The Russians “got angry because our army pushed them back in their counter-offensive,” said Svitlana Chpouk, a 42-year-old worker in Kryvyi Rig, a southern town threatened by Russian fire on a hydraulic reservoir, upstream, on the Ingulets River.
In the Kharkiv region, an 11-year-old girl was killed by Russian missile fire on the town of Chuiguiv, Governor Oleg Synegoubov said.
Plant bombed
A thermal power plant was “bombarded by Russian invaders” on Saturday morning in Mykolaivka, said Pavlo Kyrylenko, the governor of the Donetsk region (east) on Telegram, indicating that Ukrainian firefighters were fighting the fire there and that the bombardment had resulted in cuts in drinking water.
“The occupiers are deliberately targeting infrastructure in the area to try to inflict as much damage as possible, first and foremost on the civilian population,” he charged.
He had previously reported 2 civilians killed and 11 injured in the past 24 hours by Russian fire.
In the neighboring region of Dnipropetrovsk, “the Russians fired all night on the Nikopol district with Grad [lance-roquettes multiples, ndlr] and heavy artillery,” said local governor Valentin Reznitchenko, indicating that there were no casualties but significant material damage.
According to the head of the local assembly, Mykola Loukachouk, however, Russian fire has killed two people and injured three in the last 24 hours.
In the south, “one person died in Dmitrivka after enemy shelling,” said the governor of the Mykolaiv region, Vitali Kim.
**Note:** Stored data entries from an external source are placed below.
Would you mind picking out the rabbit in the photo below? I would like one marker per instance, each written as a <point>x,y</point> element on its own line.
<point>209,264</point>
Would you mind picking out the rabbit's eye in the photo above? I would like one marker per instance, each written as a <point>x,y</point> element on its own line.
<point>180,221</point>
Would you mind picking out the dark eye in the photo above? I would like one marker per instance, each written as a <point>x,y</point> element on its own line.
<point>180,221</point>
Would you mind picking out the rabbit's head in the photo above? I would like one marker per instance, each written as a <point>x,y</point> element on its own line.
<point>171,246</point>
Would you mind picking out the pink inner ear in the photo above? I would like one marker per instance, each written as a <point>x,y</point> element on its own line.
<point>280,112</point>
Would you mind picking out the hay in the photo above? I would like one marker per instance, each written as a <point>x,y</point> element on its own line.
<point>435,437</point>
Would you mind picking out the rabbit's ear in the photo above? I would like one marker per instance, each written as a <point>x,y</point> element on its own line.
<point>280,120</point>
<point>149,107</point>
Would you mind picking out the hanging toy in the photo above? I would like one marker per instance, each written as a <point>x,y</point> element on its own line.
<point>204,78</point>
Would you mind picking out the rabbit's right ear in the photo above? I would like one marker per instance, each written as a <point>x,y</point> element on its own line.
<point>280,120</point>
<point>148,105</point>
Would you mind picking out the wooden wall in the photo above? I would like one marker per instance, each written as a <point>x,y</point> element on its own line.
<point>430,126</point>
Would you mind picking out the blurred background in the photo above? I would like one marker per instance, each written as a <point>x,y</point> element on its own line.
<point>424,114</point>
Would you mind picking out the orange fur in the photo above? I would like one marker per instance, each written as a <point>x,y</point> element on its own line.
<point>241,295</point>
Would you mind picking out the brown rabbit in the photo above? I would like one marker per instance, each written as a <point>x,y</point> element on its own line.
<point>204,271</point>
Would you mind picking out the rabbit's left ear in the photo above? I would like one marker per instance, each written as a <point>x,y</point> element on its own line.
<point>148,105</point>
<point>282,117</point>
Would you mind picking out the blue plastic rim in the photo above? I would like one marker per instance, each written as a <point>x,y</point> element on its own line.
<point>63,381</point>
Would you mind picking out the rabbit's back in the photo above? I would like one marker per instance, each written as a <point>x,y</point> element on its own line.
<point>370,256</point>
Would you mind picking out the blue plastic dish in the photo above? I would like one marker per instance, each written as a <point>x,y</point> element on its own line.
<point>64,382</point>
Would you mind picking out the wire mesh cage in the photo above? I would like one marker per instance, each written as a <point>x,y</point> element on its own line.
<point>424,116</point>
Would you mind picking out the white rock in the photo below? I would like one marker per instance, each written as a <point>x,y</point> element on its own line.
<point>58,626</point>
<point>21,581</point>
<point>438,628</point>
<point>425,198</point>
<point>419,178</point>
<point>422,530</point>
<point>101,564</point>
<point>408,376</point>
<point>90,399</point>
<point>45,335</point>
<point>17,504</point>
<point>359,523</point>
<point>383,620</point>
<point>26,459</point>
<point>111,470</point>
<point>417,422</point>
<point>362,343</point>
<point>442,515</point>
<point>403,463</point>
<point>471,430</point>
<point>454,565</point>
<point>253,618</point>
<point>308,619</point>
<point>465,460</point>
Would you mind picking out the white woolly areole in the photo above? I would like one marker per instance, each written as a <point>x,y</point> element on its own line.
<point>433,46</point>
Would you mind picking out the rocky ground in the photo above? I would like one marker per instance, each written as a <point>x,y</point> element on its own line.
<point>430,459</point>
The Russian army, which denies targeting civilian infrastructure or residential areas, claims from Moscow that it carried out “high precision” strikes against Ukrainian positions in the Mykolaiv and Kharkiv regions.
In kyiv on Saturday, hundreds of Ukrainians took part in the kyiv National Opera in a farewell ceremony for the former solo dancer and then pedagogue Oleksandr Chapoval, killed on September 12 at age 47 in the east of the country while he enlisted to fight the Russians.